(Hebr., = de melk-witte: vanwege de sneeuw, waarmee de toppen een groot gedeelte van het jaar bedekt zijn, zie Jer. 18.14), Lat. Libanus, thans Dzjebel el Libnan, breede bergketen onder de kust van Syrië, Z.Z.W.-N.N.O. georiënteerd, 170 km lang, en in twee lijnen verloopend. De eerste (Noordelijke L.) wordt gevormd door den Dzjebel Akkar, Makmal (2 703 m; hoogste punt Dahr el Kotib 3 063 m).
Mneitri (bron der Nahr Ibrahim), Samin (bron der Nahr el Kelb of Hondsrivier), Kneise en Dahr el Beidr. De Zuidelijke (lagere) L. loopt over den Dzjebel Baroek (2 200 m) en den Niha (1680 m). Tusschen beide deelen loopen de pas en de spoorlijn van Beiroet naar Damaskus.

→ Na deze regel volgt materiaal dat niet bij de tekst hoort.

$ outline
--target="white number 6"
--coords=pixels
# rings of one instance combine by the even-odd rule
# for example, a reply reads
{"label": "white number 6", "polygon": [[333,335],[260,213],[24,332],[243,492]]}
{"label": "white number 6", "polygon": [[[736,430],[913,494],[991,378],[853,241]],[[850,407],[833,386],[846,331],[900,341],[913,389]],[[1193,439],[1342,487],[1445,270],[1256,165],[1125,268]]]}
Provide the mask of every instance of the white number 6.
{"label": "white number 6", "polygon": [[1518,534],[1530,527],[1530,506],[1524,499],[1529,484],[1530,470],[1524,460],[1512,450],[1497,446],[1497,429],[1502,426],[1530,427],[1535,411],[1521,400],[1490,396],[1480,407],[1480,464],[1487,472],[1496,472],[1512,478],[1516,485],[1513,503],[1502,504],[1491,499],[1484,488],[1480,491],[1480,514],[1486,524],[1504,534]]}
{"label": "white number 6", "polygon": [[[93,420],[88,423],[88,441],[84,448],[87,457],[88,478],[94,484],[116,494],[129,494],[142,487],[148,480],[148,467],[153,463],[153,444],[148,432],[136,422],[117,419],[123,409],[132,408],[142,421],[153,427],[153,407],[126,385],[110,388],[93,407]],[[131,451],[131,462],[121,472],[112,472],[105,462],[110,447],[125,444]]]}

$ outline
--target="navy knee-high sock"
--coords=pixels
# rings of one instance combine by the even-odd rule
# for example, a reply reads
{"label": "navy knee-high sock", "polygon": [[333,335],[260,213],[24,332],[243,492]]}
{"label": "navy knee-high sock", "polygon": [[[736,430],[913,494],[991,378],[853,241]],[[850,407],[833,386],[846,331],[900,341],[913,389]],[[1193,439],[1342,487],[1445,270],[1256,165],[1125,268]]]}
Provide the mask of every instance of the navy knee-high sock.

Naar het W. loopt de L. over een kale hoogvlakte en een terrasvormig bergland naar de kustvlakte af. Het O. parallel-gebergte is de Antilibanus (uitlooper van den Hermon), daartusschen het dal van Coelesyrië.De L., een enkele maal als Noordgrens van Palestina genoemd, is in de Oudheid vooral beroemd om zijn ceders en andere coniferen. Vanaf 2500 v. Chr. bloeide 1 500 jaar lang de overzeesche houthandel met Egypte (haven Byblos). Ook Assyrië exploiteerde den houtrijkdom van den L., maar bleef daarnaast het hout betrekken van den Amanus. In den Bijbel worden de Libanon-ceders dikwijls vermeld, bijz. in verband met den tempelbouw van Salomon en Zeroebabel. Een van Salomon’s paleizen werd zelfs Libanonwoudhuis genoemd. Alexander de Groote exploiteerde eveneens de beroemde wouden, en zoo deden zijn opvolgers de Seleuciden en de latere veroveraars, de Romeinen. Het wanbeheer van de Arabieren en Turken heeft de wouden onherstelbare schade toegebracht; sporadisch treft men ze nog aan aan den voet van den Dzjebel Makmal. verder op den Dzjebel Baroek (Maasar) en verder bij Hadet el Dzjoebi.
In het Fransch mandaatgebied Syrië vormt de L. de République Libanaise met ca. 900 000 inw., waarvan ca. 200 000 Maronieten, 300 000 Mohammedanen van verschillende richting, 80 000 Grieksch-Orthodoxen, 45 000 Melkieten en 5 000 Protestanten.